Making pottage was essentially the cooking of vegetables and stock in an earthenware pot or cast-iron cauldron - the forerunner to soup making as we know it.
POTTAGE RECIPES
Cooking pottage was an everyday activity for most people in medieval times. In their meagre homes the average peasant would cook pottage in an earthenware pot amongst the hot ashes beside their fire in the down-hearth. If their hut had a beam stretched across it, they had the option of hanging a cauldron (usually a cast-iron one) from it over the fire.
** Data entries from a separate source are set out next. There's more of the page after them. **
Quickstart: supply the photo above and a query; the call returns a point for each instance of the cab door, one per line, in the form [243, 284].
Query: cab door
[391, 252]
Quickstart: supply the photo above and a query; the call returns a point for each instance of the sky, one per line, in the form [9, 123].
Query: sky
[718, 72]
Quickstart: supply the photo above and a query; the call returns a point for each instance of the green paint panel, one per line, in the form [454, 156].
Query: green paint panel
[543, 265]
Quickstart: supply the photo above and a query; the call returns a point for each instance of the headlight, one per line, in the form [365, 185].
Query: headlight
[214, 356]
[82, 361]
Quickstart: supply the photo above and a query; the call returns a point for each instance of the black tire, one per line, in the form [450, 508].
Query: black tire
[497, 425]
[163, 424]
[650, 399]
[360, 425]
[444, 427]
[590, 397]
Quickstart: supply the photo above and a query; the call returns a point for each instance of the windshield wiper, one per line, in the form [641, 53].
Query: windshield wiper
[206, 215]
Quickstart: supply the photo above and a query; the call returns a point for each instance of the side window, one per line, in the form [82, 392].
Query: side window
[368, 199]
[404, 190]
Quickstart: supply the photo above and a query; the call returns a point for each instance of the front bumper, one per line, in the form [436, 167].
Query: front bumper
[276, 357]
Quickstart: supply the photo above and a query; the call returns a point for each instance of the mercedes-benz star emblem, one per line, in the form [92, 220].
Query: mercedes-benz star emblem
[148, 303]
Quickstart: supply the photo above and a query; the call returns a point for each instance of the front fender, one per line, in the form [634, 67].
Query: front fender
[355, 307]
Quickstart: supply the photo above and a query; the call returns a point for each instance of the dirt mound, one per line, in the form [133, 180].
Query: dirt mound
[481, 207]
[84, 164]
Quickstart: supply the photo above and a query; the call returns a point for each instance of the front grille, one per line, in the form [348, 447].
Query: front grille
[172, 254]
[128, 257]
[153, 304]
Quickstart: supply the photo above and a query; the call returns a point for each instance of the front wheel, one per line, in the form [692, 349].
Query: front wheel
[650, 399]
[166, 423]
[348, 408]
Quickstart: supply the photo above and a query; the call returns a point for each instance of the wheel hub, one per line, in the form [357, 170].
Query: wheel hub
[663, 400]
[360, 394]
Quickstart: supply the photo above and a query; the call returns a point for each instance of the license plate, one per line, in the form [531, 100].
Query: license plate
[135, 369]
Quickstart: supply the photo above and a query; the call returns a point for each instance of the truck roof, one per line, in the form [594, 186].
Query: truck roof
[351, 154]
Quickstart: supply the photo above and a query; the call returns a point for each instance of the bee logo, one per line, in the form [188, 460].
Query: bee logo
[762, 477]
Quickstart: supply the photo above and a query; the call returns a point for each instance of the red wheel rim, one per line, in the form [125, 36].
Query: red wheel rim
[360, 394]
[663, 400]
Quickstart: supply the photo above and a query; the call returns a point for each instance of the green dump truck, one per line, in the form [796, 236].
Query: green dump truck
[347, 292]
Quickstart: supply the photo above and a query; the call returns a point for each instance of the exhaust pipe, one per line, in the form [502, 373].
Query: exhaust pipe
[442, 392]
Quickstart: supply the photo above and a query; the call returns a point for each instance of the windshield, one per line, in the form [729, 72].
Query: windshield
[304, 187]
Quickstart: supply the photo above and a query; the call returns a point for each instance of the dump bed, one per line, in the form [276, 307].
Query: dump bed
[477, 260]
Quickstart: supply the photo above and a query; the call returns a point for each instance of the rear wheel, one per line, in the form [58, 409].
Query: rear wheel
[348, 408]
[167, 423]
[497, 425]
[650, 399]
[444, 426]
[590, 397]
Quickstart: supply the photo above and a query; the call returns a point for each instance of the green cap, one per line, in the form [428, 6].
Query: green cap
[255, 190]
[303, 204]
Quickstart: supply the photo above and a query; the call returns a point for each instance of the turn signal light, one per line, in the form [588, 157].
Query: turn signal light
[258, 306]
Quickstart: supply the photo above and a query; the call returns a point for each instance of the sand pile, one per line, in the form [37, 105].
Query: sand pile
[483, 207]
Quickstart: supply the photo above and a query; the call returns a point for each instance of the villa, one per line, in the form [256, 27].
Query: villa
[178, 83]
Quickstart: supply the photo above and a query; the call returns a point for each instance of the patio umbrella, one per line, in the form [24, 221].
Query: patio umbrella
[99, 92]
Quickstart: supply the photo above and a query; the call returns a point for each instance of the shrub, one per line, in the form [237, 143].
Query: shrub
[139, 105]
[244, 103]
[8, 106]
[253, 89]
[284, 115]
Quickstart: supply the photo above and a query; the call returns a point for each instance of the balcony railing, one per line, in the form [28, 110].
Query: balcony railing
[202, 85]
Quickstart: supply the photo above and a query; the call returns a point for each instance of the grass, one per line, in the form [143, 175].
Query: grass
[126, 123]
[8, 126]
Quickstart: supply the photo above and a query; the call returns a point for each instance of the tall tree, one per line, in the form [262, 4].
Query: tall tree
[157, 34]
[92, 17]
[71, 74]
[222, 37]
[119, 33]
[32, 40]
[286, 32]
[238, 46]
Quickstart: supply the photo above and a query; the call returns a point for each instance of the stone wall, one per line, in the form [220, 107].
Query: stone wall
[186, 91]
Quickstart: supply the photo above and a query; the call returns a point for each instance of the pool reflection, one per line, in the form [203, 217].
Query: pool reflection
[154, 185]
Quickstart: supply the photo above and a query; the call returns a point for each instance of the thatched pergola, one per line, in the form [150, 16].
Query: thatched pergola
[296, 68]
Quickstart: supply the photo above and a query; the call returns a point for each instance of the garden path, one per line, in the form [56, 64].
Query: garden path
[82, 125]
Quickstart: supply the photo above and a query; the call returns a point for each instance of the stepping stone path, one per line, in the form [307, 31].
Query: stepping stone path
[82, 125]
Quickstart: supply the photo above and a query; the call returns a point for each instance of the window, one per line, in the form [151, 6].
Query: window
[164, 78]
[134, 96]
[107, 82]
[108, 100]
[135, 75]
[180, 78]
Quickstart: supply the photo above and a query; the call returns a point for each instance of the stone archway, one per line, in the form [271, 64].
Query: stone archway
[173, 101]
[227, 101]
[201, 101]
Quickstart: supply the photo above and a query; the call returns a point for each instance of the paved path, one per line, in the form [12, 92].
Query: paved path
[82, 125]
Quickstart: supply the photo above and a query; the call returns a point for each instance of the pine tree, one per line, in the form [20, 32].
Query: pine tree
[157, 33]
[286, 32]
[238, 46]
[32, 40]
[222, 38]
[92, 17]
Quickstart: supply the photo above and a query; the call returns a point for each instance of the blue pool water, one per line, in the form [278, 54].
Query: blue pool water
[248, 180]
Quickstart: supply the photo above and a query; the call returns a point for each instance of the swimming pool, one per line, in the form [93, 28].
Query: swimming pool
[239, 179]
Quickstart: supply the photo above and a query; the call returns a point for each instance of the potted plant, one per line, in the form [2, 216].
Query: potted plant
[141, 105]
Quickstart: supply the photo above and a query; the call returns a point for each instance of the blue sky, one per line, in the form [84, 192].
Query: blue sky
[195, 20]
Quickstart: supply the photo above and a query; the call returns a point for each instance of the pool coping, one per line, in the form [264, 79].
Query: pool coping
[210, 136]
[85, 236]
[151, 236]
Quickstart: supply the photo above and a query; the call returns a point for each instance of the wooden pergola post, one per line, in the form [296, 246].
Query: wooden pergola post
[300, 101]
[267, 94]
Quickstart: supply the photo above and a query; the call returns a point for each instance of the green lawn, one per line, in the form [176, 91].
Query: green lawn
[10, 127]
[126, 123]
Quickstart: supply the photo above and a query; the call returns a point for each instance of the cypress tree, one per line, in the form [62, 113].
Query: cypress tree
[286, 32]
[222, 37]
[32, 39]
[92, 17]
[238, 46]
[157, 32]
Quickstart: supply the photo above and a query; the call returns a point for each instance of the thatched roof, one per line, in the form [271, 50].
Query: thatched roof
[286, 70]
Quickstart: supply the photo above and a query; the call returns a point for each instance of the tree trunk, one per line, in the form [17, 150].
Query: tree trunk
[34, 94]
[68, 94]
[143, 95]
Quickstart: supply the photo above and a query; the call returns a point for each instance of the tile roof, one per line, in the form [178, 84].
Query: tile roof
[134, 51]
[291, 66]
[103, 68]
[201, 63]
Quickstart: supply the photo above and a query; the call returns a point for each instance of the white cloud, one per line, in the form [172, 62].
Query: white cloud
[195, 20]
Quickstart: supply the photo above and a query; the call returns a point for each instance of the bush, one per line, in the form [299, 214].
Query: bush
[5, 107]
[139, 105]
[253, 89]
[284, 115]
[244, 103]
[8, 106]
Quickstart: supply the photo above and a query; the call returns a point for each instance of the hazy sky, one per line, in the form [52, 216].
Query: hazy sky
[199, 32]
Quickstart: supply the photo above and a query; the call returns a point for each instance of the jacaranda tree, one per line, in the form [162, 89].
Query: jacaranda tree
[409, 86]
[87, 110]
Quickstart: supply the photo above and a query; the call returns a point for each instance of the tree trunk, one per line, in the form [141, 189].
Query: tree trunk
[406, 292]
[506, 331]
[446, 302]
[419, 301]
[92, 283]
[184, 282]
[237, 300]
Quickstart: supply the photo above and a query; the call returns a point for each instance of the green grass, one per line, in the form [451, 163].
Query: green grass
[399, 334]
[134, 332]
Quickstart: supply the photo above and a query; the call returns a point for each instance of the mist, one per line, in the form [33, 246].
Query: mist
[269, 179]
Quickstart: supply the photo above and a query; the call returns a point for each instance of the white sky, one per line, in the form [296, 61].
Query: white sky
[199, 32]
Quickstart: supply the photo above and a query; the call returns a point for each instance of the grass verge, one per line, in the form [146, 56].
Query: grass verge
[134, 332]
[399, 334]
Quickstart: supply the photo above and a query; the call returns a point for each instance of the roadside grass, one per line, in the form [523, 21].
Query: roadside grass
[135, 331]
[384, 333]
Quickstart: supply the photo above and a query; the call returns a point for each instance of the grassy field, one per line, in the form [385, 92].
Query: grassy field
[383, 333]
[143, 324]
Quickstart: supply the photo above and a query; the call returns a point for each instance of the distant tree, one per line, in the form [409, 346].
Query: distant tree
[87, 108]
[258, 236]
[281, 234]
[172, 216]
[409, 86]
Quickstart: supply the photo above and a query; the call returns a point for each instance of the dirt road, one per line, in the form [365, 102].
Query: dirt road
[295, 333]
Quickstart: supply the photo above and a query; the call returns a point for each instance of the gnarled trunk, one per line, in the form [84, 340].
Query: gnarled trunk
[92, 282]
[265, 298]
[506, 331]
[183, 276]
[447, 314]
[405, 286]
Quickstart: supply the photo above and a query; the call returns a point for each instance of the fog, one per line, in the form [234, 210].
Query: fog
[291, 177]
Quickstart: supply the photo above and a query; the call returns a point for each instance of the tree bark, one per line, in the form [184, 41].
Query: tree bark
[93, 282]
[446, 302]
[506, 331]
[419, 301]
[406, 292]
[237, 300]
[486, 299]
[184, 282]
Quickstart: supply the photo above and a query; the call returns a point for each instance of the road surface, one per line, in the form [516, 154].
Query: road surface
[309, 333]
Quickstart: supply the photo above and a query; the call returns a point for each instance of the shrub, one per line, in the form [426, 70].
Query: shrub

The pottage was boiled and stirred occasionally with a ladle or wooden stick called a spartle.
Pottage recipes varied depending upon the vegetables and meat available and, as our page on medieval pottage explains, peasants tended to be able to make only thin pottage with the thicker and more tasty pottages (frumenty and morrews) being enjoyed by the wealthy.
The most common vegetables used in making pottage were onions, leeks, celery, white cabbage, garden peas. Saffron strands were sometimes used in making pottage to add colour and extra flavour but generally only the wealthy could afford saffron.
Medieval herbs and spices were an extra source of flavouring. Common herbs used in pottage recipes included parsley, sage, thyme and rosemary. Common spices included cloves, nutmeg and cinammon.